Alien Bells.
Pearce, Michael
When you die you won't know you're dead. You'll just lie there, drunk as the worm in your nostril, humming every song you ever heard, until a warm wind bathes your skin and a single thought stretches thin as a spider's dream as every door in your body opens to the swarm that loves you. Then your memories will shake loose and fall and keep on falling until they are everywhere and you will be falling, although you won't know it, you'll be growing and falling in a dry swirl of color and dust and the smell of burning hair. The next time you die it will be a merciful blur, an anesthetic yawn that carries you to the city that broke my heart, the city that breaks my heart every day--you'll be standing there on the street and then you'll start walking, slowly, like a pilgrim, one resurrected foot in front of the other. I'll bump into you then. I'll know you like an old song and invite you into my home and feed you soup and sliced bread and give you the cap and scarf my sister knitted and watch you closely, waiting for something. I'll keep watching, and maybe I'll get closer and smell the damp wool of your shirt, see the hairs growing on your moles, hear your lungs whistle as you breathe. I'll tell you the beginnings of stories, hoping you'll take over and spit some life into them so they can get up and walk by themselves and find their way toward that slippery staircase called The End.

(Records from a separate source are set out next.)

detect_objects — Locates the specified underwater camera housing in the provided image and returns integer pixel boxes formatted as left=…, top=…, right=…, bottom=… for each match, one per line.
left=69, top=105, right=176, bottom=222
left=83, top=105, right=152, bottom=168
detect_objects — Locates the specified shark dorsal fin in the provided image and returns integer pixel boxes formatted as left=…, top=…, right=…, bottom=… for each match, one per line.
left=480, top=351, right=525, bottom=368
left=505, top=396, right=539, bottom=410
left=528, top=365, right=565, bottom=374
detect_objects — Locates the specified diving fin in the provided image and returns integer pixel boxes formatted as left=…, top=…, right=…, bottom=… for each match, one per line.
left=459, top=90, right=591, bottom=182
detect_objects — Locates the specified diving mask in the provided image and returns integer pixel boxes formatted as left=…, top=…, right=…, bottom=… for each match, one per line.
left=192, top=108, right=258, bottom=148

I'll beg you to bless my family with an old prayer, spoken in Hebrew or some forgotten tongue, and I'll sniff your breath as you speak and then I'll know what Hebrew smells like. I'll have only one question to ask you, and that is Did all those wasted years shrink my soul? And I'll have only one more question, and that is Can I love my child even as he laughs in my face? And one more: Is it really my fault? But by then you'll be on your way, finding your way back to a tiny hill town where you can be a child and wake up to the alien bells of the old limestone church. And one day you'll watch the colors in the sky congregate in an anxious shimmer, a vision, an angel, and you'll drop to your knees on a sharp-graveled road and pray for all of us: me, my family, you and your many selves, and the road, yes, the road that bloodies your knees and strings our lives together.